There may be a larger pool of templates now, but they're not actually the land you're initiating the battle on (or being attacked on). It's a cheap alternative, and a big step backwards. It was a major selling point for the early total war games, they were more grown up, having features even older military folk in my family thought were real deal simulation level features. And I have fought on the same repeating map during my miserable time with Rome2. I fought on the same tile all the way from one coastal city in Iberia to the central one in one hilly area -- 5+ battles throughout those hills in different "zones" but always the same map -- just from different sides or points of entry. Backwards.
I've taken up in the high hills around a town after outmaneuvering a superior army, only to find totally different flat terrain once the AI engaged me (where I plotted and cleverly got them to). Advantage gone. Strategy out the window.
I've set up in the woods through a narrow valley in northern Italy to ambush reinforcements pouring into the area, only to find a barren, sandy open terrain where I couldn't hide any troops once the battle was initiated.
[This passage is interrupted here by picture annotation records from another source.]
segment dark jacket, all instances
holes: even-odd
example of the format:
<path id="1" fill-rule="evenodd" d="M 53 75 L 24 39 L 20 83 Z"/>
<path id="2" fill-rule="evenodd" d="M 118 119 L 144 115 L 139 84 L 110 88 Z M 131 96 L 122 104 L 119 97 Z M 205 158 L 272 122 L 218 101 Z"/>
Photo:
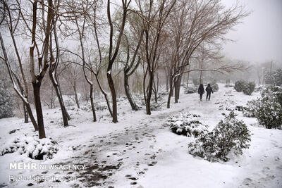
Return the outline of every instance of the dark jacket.
<path id="1" fill-rule="evenodd" d="M 203 94 L 204 93 L 204 89 L 203 84 L 200 84 L 198 89 L 198 94 Z"/>
<path id="2" fill-rule="evenodd" d="M 210 87 L 209 85 L 206 87 L 206 92 L 208 94 L 210 94 L 211 92 L 214 93 L 214 91 L 212 90 L 212 87 Z"/>

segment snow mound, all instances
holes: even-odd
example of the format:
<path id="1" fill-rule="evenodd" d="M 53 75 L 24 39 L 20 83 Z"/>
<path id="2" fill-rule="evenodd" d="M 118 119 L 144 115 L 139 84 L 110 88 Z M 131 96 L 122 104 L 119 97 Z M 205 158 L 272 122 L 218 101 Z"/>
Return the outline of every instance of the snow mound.
<path id="1" fill-rule="evenodd" d="M 243 149 L 248 149 L 251 141 L 250 132 L 243 120 L 235 118 L 231 111 L 220 120 L 213 131 L 202 134 L 195 142 L 188 144 L 188 152 L 209 161 L 229 160 L 228 155 L 243 154 Z"/>
<path id="2" fill-rule="evenodd" d="M 200 116 L 189 113 L 183 113 L 168 118 L 165 125 L 178 135 L 197 137 L 200 134 L 207 132 L 207 125 L 200 122 Z"/>
<path id="3" fill-rule="evenodd" d="M 56 142 L 48 138 L 37 139 L 32 137 L 13 138 L 0 149 L 0 156 L 18 151 L 32 159 L 53 158 L 59 150 Z"/>

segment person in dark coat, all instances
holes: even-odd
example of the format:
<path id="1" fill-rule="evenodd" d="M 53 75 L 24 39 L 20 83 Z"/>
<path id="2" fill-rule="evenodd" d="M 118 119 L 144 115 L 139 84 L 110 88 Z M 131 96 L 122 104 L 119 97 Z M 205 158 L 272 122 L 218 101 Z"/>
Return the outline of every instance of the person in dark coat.
<path id="1" fill-rule="evenodd" d="M 204 93 L 204 85 L 202 84 L 200 84 L 198 89 L 198 94 L 200 94 L 200 101 L 201 101 Z"/>
<path id="2" fill-rule="evenodd" d="M 207 92 L 207 98 L 209 98 L 209 99 L 211 99 L 211 93 L 214 93 L 214 91 L 212 90 L 212 88 L 211 87 L 210 84 L 208 84 L 207 87 L 206 87 L 206 92 Z"/>

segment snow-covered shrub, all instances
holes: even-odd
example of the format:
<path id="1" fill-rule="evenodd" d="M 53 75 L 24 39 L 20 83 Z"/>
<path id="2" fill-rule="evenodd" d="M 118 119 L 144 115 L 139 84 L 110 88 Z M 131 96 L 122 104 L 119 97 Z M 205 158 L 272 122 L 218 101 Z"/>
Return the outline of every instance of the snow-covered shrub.
<path id="1" fill-rule="evenodd" d="M 250 82 L 245 84 L 245 87 L 243 89 L 243 92 L 247 95 L 251 95 L 255 88 L 255 83 L 254 82 Z"/>
<path id="2" fill-rule="evenodd" d="M 282 69 L 279 68 L 273 73 L 267 73 L 264 75 L 265 83 L 276 86 L 282 85 Z"/>
<path id="3" fill-rule="evenodd" d="M 235 82 L 234 89 L 237 92 L 241 92 L 246 84 L 247 83 L 244 80 L 236 81 L 236 82 Z"/>
<path id="4" fill-rule="evenodd" d="M 158 111 L 162 109 L 163 103 L 156 103 L 155 101 L 151 101 L 150 108 L 152 111 Z"/>
<path id="5" fill-rule="evenodd" d="M 18 151 L 20 155 L 25 154 L 33 159 L 51 159 L 59 150 L 56 144 L 55 141 L 48 138 L 41 139 L 31 137 L 15 138 L 1 147 L 0 156 Z"/>
<path id="6" fill-rule="evenodd" d="M 242 150 L 250 146 L 250 134 L 243 121 L 239 121 L 231 111 L 212 132 L 200 134 L 195 142 L 190 143 L 189 153 L 209 161 L 227 161 L 231 151 L 242 154 Z"/>
<path id="7" fill-rule="evenodd" d="M 193 84 L 194 84 L 195 86 L 199 86 L 200 85 L 200 79 L 194 78 L 192 80 L 192 81 L 193 81 Z"/>
<path id="8" fill-rule="evenodd" d="M 282 87 L 269 87 L 262 92 L 262 97 L 248 101 L 247 117 L 256 117 L 266 129 L 279 128 L 282 125 Z"/>
<path id="9" fill-rule="evenodd" d="M 188 87 L 185 88 L 184 94 L 193 94 L 197 92 L 197 89 L 192 87 Z"/>
<path id="10" fill-rule="evenodd" d="M 257 109 L 257 100 L 252 100 L 250 101 L 247 101 L 247 108 L 244 108 L 243 111 L 243 115 L 245 117 L 248 118 L 255 118 L 256 113 Z"/>
<path id="11" fill-rule="evenodd" d="M 200 115 L 188 113 L 180 113 L 178 115 L 168 118 L 165 125 L 178 135 L 197 137 L 207 132 L 207 126 L 199 121 Z"/>
<path id="12" fill-rule="evenodd" d="M 0 119 L 12 117 L 13 109 L 13 95 L 0 82 Z"/>
<path id="13" fill-rule="evenodd" d="M 212 88 L 212 90 L 214 92 L 217 92 L 219 91 L 219 85 L 216 84 L 216 82 L 215 80 L 212 81 L 211 83 L 211 87 Z"/>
Pointless campaign positioning.
This goes on and on, making any strategic level to the game completely moot especially when you factor in that the AI can just take flight on the open sea and avoid any difficult land routes whenever, and wherever it wants. Total farce.
That was only my PS. There's still no real battle simulation going on in these engines. There aren't even real secondary weapons, you know that by now of course. It's all a big cosmetic lie.
The best thing to say about it, is that it's a marketing video, that you can play. Has about as much depth as a 3 minute video too.